Sauxillanges, petit village du Puy-de-Dôme, 1 200 âmes. Son musée du patrimoine, ses commerces : une boucherie, deux garages, trois bars, deux boulangeries, une pharmacie. Et quatre médecins, deux cabinets de kinésithérapie et deux cabinets d’infirmiers… On est loin du désert rural ! Pourtant, ce bourg tranquille, situé à une quinzaine de kilomètres d’Issoire, peinait à s’animer. Et lorsque la supérette a fermé, cela a alerté les habitants. Afin de redynamiser la vie locale, quelques Sauxillangeois se sont réunis autour d’une table. Pour la plupart, des “consomm’acteurs” qui fréquentent l’AMAP (Association pour le maintien d’une agriculture paysanne) locale.
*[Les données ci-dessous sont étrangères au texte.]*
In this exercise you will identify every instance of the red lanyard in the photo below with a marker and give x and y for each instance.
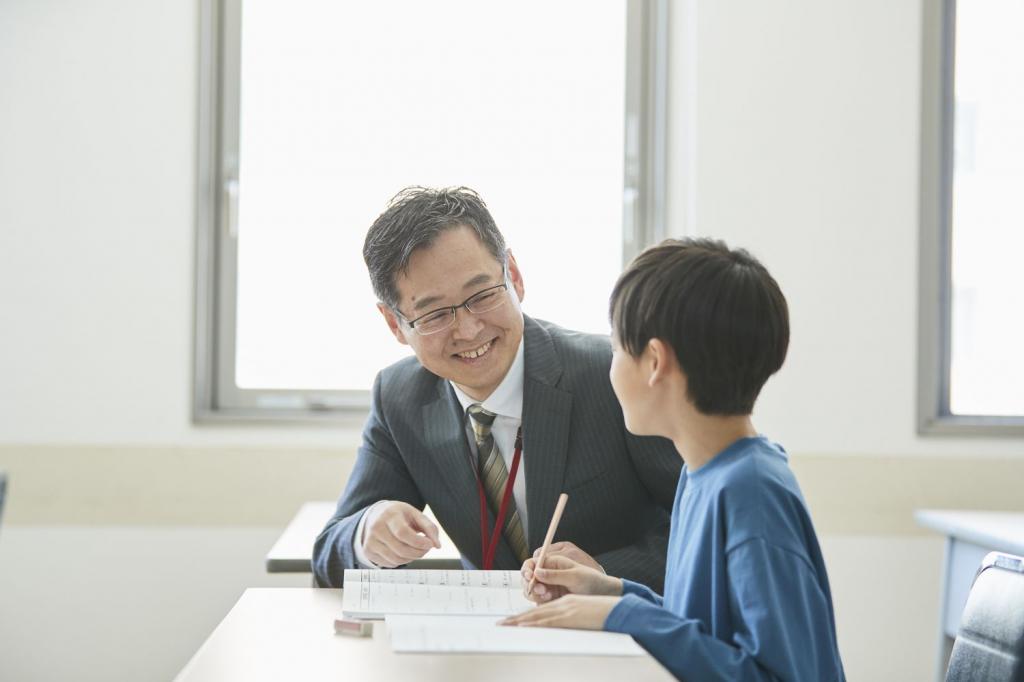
(491, 547)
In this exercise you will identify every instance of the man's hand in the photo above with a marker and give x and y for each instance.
(561, 576)
(581, 612)
(396, 534)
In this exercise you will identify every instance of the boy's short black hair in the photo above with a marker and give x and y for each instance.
(720, 310)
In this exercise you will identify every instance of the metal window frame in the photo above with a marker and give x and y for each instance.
(216, 395)
(935, 257)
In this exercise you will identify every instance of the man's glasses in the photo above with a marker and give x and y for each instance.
(482, 301)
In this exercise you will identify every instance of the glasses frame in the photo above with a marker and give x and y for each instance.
(454, 309)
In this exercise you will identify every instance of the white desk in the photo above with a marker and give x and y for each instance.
(288, 634)
(970, 536)
(293, 551)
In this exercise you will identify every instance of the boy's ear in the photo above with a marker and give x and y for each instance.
(392, 323)
(660, 361)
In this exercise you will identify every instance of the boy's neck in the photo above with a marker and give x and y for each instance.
(700, 437)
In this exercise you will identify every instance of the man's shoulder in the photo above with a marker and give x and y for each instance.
(577, 345)
(409, 377)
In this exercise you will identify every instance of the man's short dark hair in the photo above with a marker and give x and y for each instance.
(414, 219)
(721, 311)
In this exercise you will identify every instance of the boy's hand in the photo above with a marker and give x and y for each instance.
(562, 576)
(564, 549)
(581, 612)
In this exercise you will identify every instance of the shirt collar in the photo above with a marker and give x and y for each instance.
(507, 398)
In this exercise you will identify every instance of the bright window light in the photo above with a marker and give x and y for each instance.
(345, 103)
(987, 339)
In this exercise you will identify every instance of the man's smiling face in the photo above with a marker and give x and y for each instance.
(476, 351)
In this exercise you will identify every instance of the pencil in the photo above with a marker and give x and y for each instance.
(555, 518)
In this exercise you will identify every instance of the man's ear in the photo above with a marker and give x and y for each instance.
(659, 361)
(515, 276)
(393, 323)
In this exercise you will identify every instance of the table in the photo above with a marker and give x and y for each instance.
(293, 551)
(288, 634)
(970, 536)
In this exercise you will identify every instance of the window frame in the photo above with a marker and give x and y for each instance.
(216, 395)
(935, 257)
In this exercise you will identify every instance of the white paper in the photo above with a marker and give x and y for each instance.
(374, 594)
(475, 634)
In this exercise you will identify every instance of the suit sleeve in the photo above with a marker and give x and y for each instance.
(657, 466)
(380, 473)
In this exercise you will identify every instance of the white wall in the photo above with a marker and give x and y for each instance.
(806, 154)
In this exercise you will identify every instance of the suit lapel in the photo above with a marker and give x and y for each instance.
(546, 415)
(444, 438)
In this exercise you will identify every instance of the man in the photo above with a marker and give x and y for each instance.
(444, 426)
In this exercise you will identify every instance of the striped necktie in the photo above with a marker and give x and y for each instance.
(494, 475)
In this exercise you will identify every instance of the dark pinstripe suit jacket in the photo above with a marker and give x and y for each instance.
(415, 450)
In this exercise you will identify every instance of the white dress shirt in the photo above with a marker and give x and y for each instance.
(506, 402)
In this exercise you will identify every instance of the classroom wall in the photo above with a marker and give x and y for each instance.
(806, 153)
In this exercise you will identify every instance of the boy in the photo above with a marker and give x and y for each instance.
(696, 331)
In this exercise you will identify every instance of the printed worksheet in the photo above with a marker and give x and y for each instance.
(374, 594)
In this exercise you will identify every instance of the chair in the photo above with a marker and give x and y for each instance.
(991, 632)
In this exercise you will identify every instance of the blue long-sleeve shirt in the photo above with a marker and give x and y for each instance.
(747, 594)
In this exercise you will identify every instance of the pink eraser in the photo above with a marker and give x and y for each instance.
(353, 628)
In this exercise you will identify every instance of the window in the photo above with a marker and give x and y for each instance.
(972, 322)
(313, 114)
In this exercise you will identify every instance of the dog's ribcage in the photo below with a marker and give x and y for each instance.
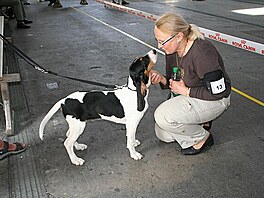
(117, 106)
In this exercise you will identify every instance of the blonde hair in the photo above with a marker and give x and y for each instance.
(171, 23)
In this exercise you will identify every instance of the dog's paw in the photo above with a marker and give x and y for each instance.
(80, 146)
(136, 143)
(78, 161)
(136, 155)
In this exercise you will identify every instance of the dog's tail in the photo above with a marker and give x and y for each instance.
(51, 112)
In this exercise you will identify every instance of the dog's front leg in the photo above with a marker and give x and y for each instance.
(76, 128)
(131, 141)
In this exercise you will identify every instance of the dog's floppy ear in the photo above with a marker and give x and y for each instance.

Parmi eux, Hélène Gradateix, 53 ans, infirmière libérale. Cette native de Paris est installée ici depuis une vingtaine d’années. « Enfant, je venais passer toutes mes vacances ici, chez mes grands-parents. Et quand j’ai quitté l’hôpital public, en région parisienne, je suis revenue vivre dans cette région. » Hélène a ensuite travaillé dans une clinique, à Brioude (Haute-Loire), puis dans un autre établissement privé, à Issoire. Avant d’opter pour l’aventure en libéral. « Quand on a commencé à ne plus avoir de temps pour les patients [dans l’établissement] », précise-t-elle, amère, face aux conditions de travail qui se dégradent un peu partout dans le secteur de la santé. Elle a ouvert son cabinet, qu’elle partage avec trois associés : « Nous pouvons ainsi travailler une semaine sur deux : une grande semaine complète et une semaine en matinée. Et entre-deux, une semaine de repos. » Avec un emploi du temps planifié à l’année, cela leur permet d’organiser leur vie personnelle.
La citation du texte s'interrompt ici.